Pedi para me tirarem uma fotografia ao dístico: fizeram melhor, tiraram a este poster onde ressaltam várias coisas: a indicação dos dois ministérios que tutelam estas actividades - justiça e trabalho e segurança social; a indicação do simplex, esse programa de eficiência fabril ao serviço do Estado e, claro está, dos cidadãos. Porém, uma frase chamou-me à atenção, e repito uma afirmação antiga, como se eu levasse com um tijolo pelas ventas. A frase é simples e gramaticalmente correcta: para existir é preciso ter nome. É o nome que nos dá existência, e o número de contribuinte, que é já já a seguir, é a impressão digital, não do amor, da ternura, da preocupação pelo presente e futuro daquele ser indefeso, mas da máquina fiscal. 

O problema do Estado - e problema seguramente irresolúvel - é o facto de ser uma engenharia processual expurgada de afecto, de calor humano, de relacionamento social. O Estado vive de normas de execução permanente, de procedimentos, de tentativas de eficácia e de controlo. Poucas frases são tão frias como nascer cidadão ou para existir é preciso ter nome. Agora, que dá jeito ter estes serviços nas maternidades, dá. O Estado não tem - nem saberia como - de regozijar-se porque nasce mais um ser humano; limita-se a acrescentar um input num programa de estatísticas, a atribuir um número que perseguirá o agora cidadão até ao fim da vida, a requerer um nome para dar existência a um bebé que, na quase totalidade dos casos, é fruto do amor de duas pessoas que vêm naquele ser a sua continuidade e o seu enlevo, não uma linha, um número, uma influência num gráfico.

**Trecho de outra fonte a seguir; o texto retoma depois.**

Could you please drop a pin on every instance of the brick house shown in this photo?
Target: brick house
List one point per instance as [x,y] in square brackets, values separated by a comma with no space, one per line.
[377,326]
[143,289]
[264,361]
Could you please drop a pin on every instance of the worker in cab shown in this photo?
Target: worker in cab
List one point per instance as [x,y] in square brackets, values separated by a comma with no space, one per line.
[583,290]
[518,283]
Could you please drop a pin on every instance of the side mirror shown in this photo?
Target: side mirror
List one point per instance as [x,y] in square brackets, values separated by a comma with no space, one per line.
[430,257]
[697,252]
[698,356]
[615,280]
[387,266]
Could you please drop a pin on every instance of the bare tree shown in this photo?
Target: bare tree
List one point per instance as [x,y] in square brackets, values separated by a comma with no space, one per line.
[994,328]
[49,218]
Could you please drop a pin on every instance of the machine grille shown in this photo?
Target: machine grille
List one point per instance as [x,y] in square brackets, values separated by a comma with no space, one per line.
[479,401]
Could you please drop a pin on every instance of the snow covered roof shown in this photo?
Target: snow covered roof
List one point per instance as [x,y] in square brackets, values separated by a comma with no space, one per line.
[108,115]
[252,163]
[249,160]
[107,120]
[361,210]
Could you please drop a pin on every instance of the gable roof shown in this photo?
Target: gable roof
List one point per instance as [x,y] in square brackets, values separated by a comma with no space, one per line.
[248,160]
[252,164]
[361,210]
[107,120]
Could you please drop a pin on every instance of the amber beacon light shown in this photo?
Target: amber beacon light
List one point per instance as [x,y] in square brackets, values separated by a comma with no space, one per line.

Os nomes que se dão a quem nasce são a forma como nos referiremos àquele bebé, depois rapaz, depois adulto, ou como o chamaremos para nos abraçar, dar a mão e sentido a uma vida. Existe por si, como lugar geométrico do amor; tem nome, não para existir (porque existe desde o momento em que foi concebido, e desde o início dos tempos, como parte do plano de Deus) mas para se distinguir dos outros, mesmo daqueles que têm o mesmo nome dele. A cidadania, por mais importante que seja, é posterior ao amor. O Estado é que não sabe, nem pode, falar disso. Falo eu, para lembrar o dia 27 de Junho, dia em que o destino e a eternidade sorriram de novo para mim. E o outro sorriso, o humano, virá depois. Já não falta tudo.

JdB 


3 comentários:

Anónimo disse...

bom dia JdB

Parabéns e brinde a quem o destino e a eternidade mais uma vez sorriram. Venturas e farturas para o bem-vindo .

Se calhar não era descabido perguntar-se a razão e urgência da campanha de batismo civil que critica, talvez se espantasse com o abandono infantil que sucede no mundo real.

De facto a revolução francesa fez-se para que todos os que nascem tenham um nome e não apenas os "filhos-de-algo",mas também se fez para que hajam hospitais em que para se distrair a espera se desanque no estado que é sempre um bom passatempo.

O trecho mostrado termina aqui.